08/10/2012 04:05 EDT | Actualisé 08/12/2012 05:12 EST

Un parti salafiste autorisé en Tunisie, le Jabhat Al-Islah (Front de la Réforme), a mis en garde lundi contre le recours à la loi antiterroriste établie sous Ben Ali pour poursuivre des dizaines de militants salafistes actuellement détenus.

"Point de place pour la loi antiterroriste après la révolution en Tunisie", affirme ce parti dans une déclaration publiée à Tunis.

Jabhat Al-Islah (JI) dénonce "une grave volte-face" du gouvernement dirigé par le parti islamiste Ennahda "pour contenter des parties étrangères aux dépens de jeunes Tunisiens parmi l'élite".

Il demande aux autorités de "mettre fin aux poursuites judicaires en vertu de la loi antiterroriste" entrée en vigueur en 2003, et demande l'abrogation par l'Assemblée constituante de cette "législation imposée à la Tunisie par des parties étrangères".

Le parti salafiste réclame une enquête sur "les exactions sécuritaires auxquelles ont été soumises les personnes arrêtées" et déplore le recours "à de vieilles pratiques envers les militants islamistes afin de les renvoyer derrières les barreaux".

Une trentaine de Tunisiens seront poursuivis en vertu de la loi antiterroriste pour recrutement et incitation au jihad (guerre sainte) en Syrie, a indiqué à l'AFP un de leurs avocats, Me Abdelbasset Ben Mbarek.

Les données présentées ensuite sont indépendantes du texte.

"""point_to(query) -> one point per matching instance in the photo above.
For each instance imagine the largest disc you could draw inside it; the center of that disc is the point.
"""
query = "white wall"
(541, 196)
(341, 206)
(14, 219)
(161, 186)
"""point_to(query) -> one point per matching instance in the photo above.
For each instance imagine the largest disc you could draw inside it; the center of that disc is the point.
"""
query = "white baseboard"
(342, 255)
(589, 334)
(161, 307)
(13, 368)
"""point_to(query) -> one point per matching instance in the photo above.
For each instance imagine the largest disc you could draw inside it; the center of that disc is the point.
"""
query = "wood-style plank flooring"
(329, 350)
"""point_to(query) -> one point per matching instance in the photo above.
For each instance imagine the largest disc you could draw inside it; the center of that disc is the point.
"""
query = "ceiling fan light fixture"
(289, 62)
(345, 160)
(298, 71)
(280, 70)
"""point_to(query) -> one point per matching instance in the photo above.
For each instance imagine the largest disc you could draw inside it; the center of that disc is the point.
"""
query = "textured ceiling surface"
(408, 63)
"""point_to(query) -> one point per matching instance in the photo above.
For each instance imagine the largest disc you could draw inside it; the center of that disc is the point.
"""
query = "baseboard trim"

Par ailleurs, certains des 87 manifestants arrêtés après l'attaque de l'ambassade des Etats-Unis mi-septembre à Tunis encourent la peine capitale pour appartenance à des groupes ayant pour but l'appropriation ou la dégradation de biens immobiliers, selon un de leurs conseils.

Le 14 septembre, des manifestants issus pour la plupart de la mouvance salafiste jihadiste avaient envahi l'ambassade américaine lors d'une manifestation qui a dégénéré en violences, faisant quatre morts et 49 blessés.

Une autre formation islamiste radicale, le Parti Ettahrir, s'en est pris vendredi au président Moncef Marzouki, le qualifiant d'apostat pour avoir pris position contre la violence salafiste en plaidant la cause de son pays fin septembre aux Etats-Unis.